In Amy Beach’s only opera – written in 1932 but not performed until 1947, three years after her death – a group of tourists are being led around the New Orleans cabildo by a Barker (the eloquent Beru Tessema); but when Mary (an engaging Helen Stanley) is left behind by her unsympathetic husband Tom (an enraged Joseph Buckmaster), she is granted a ghostly vision of the past.
In it she sees the pirate and slave-seller Pierre Lafitte (played as morally deplorable but dashing by Alistair Sutherland) in prison, sustained by his ally Dominique You (the supportive Alexander Gebhard) and eventually freed by yet another ghostly presence, that of Lady Valerie (Alys Roberts in full gothic mode).

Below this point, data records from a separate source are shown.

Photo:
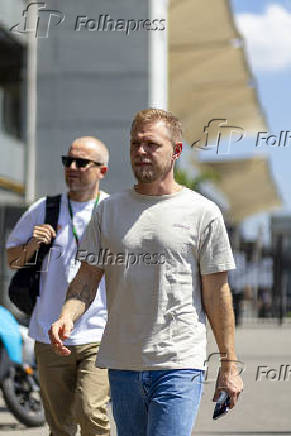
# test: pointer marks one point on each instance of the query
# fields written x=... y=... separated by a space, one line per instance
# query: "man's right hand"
x=43 y=234
x=60 y=331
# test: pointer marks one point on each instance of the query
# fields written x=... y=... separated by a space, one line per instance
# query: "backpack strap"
x=51 y=218
x=52 y=210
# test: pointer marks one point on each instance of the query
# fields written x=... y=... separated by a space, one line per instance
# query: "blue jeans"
x=155 y=403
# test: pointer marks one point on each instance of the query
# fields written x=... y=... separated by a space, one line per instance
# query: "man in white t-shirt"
x=156 y=243
x=73 y=389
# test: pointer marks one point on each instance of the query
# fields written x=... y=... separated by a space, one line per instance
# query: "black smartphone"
x=222 y=405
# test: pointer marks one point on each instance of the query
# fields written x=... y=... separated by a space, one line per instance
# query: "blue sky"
x=266 y=27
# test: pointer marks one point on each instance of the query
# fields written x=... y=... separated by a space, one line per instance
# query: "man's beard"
x=149 y=174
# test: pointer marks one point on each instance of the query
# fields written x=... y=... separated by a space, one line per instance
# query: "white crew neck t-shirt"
x=61 y=269
x=153 y=249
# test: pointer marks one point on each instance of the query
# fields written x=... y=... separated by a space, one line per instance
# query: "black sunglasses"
x=80 y=162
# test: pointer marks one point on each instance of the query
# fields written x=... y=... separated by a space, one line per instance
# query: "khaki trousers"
x=73 y=390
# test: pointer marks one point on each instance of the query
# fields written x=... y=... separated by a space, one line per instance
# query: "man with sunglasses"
x=154 y=342
x=73 y=389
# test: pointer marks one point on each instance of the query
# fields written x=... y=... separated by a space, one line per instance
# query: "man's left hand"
x=229 y=380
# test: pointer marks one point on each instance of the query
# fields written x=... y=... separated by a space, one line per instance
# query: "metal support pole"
x=158 y=57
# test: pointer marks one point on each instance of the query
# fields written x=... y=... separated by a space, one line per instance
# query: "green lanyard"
x=72 y=218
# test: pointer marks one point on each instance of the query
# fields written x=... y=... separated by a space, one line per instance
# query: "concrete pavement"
x=264 y=407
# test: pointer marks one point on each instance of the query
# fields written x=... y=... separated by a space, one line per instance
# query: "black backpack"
x=24 y=285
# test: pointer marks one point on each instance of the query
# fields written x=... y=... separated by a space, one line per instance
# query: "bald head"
x=90 y=147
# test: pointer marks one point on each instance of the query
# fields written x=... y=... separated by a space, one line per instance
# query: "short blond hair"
x=153 y=115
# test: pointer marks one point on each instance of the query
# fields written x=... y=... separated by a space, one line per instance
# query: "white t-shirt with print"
x=153 y=250
x=59 y=271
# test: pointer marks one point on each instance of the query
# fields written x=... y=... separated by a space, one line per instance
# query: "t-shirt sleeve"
x=23 y=229
x=215 y=254
x=90 y=249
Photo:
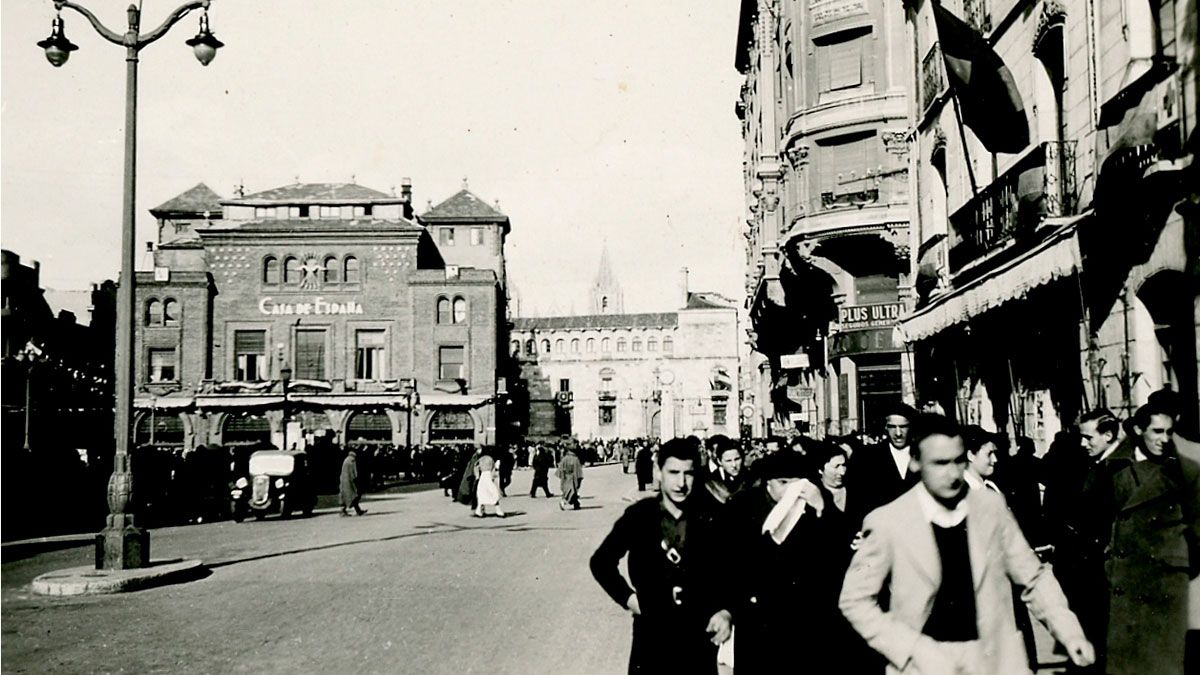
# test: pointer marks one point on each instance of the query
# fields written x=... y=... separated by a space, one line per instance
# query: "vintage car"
x=279 y=482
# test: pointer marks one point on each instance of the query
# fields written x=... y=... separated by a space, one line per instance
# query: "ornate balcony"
x=933 y=76
x=1039 y=185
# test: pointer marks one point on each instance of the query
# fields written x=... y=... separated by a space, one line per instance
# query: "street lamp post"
x=123 y=545
x=286 y=378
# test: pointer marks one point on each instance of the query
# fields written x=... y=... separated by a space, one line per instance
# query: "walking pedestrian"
x=671 y=591
x=487 y=487
x=1152 y=501
x=543 y=461
x=570 y=477
x=348 y=484
x=948 y=556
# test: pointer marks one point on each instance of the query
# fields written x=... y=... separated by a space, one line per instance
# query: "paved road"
x=414 y=586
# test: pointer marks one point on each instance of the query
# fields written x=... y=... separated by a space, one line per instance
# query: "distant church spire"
x=606 y=294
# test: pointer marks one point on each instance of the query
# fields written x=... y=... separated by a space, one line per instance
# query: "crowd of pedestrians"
x=929 y=551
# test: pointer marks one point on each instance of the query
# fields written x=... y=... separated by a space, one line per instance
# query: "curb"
x=90 y=581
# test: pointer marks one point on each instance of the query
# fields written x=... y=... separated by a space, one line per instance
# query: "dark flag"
x=982 y=83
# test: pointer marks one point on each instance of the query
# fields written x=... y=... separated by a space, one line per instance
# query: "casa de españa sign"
x=315 y=306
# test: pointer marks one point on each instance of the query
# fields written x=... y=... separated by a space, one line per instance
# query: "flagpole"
x=966 y=150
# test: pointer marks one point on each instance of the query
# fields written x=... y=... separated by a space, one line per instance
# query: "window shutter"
x=310 y=354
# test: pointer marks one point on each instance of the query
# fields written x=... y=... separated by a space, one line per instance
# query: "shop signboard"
x=863 y=341
x=864 y=317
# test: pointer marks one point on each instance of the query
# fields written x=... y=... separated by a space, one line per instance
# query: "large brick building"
x=390 y=327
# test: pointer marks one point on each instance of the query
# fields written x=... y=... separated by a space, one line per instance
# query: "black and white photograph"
x=600 y=336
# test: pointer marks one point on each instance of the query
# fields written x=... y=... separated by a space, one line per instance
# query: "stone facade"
x=319 y=312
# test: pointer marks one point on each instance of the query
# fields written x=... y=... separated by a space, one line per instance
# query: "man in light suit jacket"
x=949 y=556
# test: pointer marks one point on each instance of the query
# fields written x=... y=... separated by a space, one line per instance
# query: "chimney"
x=406 y=196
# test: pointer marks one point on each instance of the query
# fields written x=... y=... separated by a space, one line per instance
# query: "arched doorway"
x=449 y=425
x=372 y=428
x=246 y=430
x=160 y=430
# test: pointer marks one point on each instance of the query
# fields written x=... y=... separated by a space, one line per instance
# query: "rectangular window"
x=310 y=354
x=162 y=365
x=719 y=414
x=840 y=64
x=250 y=354
x=607 y=414
x=370 y=354
x=451 y=363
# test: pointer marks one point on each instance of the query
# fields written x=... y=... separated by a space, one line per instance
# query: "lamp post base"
x=123 y=545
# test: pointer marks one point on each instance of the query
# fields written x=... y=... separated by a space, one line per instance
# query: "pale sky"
x=589 y=120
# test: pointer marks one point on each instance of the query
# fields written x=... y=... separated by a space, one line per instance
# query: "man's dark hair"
x=927 y=425
x=1141 y=418
x=976 y=437
x=683 y=449
x=1105 y=422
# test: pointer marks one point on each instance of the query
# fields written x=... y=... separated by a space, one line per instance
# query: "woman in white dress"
x=487 y=487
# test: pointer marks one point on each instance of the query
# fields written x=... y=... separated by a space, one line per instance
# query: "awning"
x=1054 y=258
x=163 y=402
x=443 y=399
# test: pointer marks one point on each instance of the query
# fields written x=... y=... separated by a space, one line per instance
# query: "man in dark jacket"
x=1153 y=502
x=881 y=473
x=349 y=484
x=678 y=615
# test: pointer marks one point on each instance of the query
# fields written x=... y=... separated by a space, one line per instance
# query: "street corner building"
x=610 y=375
x=321 y=315
x=988 y=204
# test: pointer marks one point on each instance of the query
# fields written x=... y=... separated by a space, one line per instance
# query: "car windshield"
x=271 y=464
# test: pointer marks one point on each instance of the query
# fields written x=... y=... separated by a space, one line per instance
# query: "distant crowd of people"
x=927 y=553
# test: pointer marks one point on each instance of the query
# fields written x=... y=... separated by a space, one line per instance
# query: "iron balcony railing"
x=1041 y=185
x=933 y=76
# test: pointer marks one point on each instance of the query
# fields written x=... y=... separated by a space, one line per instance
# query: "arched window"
x=171 y=312
x=351 y=270
x=270 y=269
x=331 y=270
x=291 y=269
x=154 y=312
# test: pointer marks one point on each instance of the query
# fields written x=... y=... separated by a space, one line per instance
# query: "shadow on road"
x=423 y=531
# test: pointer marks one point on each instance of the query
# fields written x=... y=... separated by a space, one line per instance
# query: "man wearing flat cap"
x=881 y=473
x=679 y=617
x=779 y=548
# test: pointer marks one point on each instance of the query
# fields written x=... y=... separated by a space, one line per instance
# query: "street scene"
x=515 y=335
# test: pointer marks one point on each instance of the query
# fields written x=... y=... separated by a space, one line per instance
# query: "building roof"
x=708 y=300
x=317 y=193
x=197 y=199
x=657 y=320
x=465 y=205
x=365 y=225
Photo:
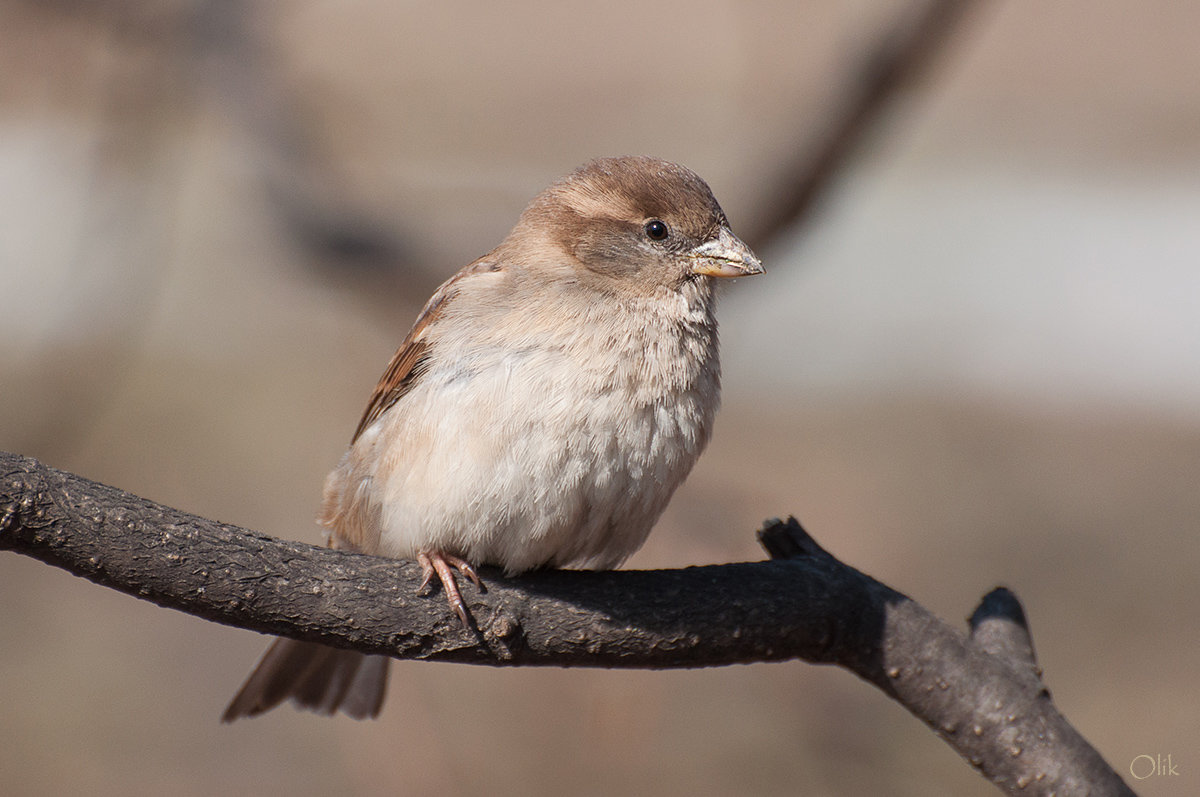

Dramatically the piece is unconvincing: a more experienced operatic composer might have opted for a stronger libretto. But Beach’s score has real virtues, its late-Romantic passion vividly brought out by the entire cast – indeed in some instances more nuance would be welcome; yet once again a small company demonstrates what fine voices there are out there, waiting for suitable employment.
This is another rare resuscitation from the Arcola’s enterprising Grimeborn Opera Festival. Using a somewhat revised text, Emma Jude Harris’ staging does its best by middling material, with Max Nicholson-Lailey’s costumes particularly evocative.
Scored for just three musicians, Beach’s skilful accompaniment is given a heartfelt reading by violinist Hatty Haynes, cellist Saran Davies and pianist John Warner.